Em seu primeiro filme falado em inglês, quando tinha apenas 32 anos, o diretor polonês Roman Polanski criou um dos maiores clássicos do thriller psicológico. Vencedor do Urso de Prata do Festival de Berlim de 1965, com um elenco reduzido, na maior parte do tempo em um único cenário, é um filme devastador sobre o mergulho na loucura de uma jovem reprimida sexualmente.
Neste pesadelo em preto-e-branco, Carol (Catherine Deneuve) é uma jovem belga que divide um apartamento com sua irmã Helen (Yvonne Furneaux) em Londres. Duas personalidades distintas: Helen, exuberante, está apaixonada por um homem casado, Michael (Ian Hendry), e Carol, belíssima, mas distante e tímida, é uma manicure com uma vida medíocre e sem nenhuma empolgação com as investidas de um jovem galanteador, Colin (John Fraser).
Polanski, utilizando a excelente música de Chico Hamilton, passeia com a câmera quase lenta, indo de espaços abertos para o cada vez mais claustrofóbico apartamento, onde a presença do amante da irmã perturba enormemente a rotina de Carol. Com seu espaço vital invadido por roupas e objetos masculinos, como a navalha guardada junto à sua escova de dentes, ou pelos sons noturnos vindos do quarto de Helen, Carol começa a ir de encontro aos seus mais profundos medos e fantasias. Insegura e dependente do apoio emocional da irmã, apavora-se com as férias programadas pelos amantes. Mas Helen, excitada com a possibilidade de desfrutar alguns dias ao lado do amado, não percebe a aflição de Carol. A carga emocional de Carol começa a intensificar-se.
Sozinha no apartamento e já sem condições de trabalhar, a manicure passa seus dias e noites vagando pela casa, que começa a espelhar o seu estado de alma. É repulsiva a imagem de um coelho, cru e já temperado, abandonado num prato em cima da outrora mesa do telefone. Ou, ainda, as batatas apodrecendo sobre a pia da cozinha. Os delírios de Carol começam a ser mais freqüentes. Ao som do tic-tac do relógio, intercalado pelo sino do convento vizinho, a jovem imagina estar sendo estuprada por um homem.
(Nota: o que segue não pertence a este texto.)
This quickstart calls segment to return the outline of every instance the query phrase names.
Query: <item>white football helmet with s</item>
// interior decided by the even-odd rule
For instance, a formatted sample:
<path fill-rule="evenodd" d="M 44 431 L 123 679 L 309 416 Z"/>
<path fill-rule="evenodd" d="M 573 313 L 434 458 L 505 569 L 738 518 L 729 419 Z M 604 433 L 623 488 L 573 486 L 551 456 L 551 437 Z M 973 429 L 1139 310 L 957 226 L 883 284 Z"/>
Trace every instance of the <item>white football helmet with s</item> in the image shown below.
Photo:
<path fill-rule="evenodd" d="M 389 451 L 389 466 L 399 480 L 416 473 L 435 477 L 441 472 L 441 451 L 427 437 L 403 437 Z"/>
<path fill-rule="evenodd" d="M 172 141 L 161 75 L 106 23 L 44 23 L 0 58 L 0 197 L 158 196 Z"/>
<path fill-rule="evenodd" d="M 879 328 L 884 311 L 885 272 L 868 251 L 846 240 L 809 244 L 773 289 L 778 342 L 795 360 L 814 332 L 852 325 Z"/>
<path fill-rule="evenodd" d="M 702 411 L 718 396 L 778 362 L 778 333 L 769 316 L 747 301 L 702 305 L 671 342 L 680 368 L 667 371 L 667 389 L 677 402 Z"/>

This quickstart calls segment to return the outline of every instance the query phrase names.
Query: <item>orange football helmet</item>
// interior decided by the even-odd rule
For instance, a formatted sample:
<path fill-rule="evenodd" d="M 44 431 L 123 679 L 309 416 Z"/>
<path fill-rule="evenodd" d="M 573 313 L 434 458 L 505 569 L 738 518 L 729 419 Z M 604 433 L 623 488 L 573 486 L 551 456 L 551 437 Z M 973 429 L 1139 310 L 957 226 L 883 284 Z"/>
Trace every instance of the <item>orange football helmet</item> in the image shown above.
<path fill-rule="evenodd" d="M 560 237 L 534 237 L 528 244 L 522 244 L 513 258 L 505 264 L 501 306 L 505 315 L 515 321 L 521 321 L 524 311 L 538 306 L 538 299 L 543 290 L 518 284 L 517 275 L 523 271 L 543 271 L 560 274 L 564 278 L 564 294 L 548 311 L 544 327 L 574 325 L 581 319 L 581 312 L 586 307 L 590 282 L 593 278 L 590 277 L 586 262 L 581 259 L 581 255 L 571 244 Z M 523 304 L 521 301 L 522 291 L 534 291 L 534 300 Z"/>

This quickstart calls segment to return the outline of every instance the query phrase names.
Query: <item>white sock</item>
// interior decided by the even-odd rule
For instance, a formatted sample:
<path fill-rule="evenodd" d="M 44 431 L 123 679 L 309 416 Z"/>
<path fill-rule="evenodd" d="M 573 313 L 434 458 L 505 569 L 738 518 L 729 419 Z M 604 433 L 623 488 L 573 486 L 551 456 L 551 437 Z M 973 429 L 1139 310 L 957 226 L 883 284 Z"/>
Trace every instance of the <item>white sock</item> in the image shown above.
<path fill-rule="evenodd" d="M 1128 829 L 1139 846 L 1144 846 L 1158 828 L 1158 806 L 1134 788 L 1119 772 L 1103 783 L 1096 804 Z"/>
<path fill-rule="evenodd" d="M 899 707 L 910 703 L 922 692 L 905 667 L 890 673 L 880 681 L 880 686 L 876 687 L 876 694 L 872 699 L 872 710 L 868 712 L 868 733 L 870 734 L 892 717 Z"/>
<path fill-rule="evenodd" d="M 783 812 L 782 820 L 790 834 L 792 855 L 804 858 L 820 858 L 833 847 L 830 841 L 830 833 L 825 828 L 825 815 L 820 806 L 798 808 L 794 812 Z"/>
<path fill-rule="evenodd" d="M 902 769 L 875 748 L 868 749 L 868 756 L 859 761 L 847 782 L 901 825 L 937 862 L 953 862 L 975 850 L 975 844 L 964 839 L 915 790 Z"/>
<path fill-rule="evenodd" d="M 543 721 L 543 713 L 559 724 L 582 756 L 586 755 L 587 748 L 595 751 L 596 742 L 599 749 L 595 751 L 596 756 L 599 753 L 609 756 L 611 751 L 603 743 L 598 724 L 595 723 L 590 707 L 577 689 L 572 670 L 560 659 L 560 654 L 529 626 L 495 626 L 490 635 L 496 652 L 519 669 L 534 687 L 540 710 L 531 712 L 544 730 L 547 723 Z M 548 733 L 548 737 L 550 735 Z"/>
Ou, então, é agarrada por mãos que saem das paredes a cada vez que atravessa o corredor. Neste ambiente aterrador, aparecem Colin, preocupado com o sumiço da mulher que ama, e o proprietário do apartamento (Patrick Wymark), que vai cobrar o aluguel atrasado. Não poderiam escolher um momento pior. Na volta das férias, Helen e Michael encontram uma Carol catatônica num apartamento destruído, como que por um furacão.
O final é intrigante. Polanski em momento algum se preocupa com explicações. Apenas nos leva, cada vez mais fundo, ao mundo da esquizofrenia. Talvez o fato do diretor ter imposto um jejum sexual a Catherine Deneuve durante as filmagens, ajudou-a a criar esta personagem fascinante e ter uma das suas melhores interpretações em toda a carreira. O público só tem a agradecer ao "anão malvado", como o genial diretor é tratado por seus críticos. Mas o epíteto tem também um lado sombrio. Se é verdade que o filme, vencedor do Grande Prêmio do Júri e do Prêmio Fipresci no Festival de Berlim 1965, estimulou a trajetória ascendente do diretor, que faria depois O Bebê de Rosemary, Chinatown, O Inquilino, O Pianista - teve sua imagem indelevelmente manchada pelo indiciamento pelo estupro de uma menor, nos EUA, em 1977. Desde então, ele tem vivido na França, onde nasceu e não escapa a reações de repúdio, a última delas na cerimônia de premiação do César, em 2020.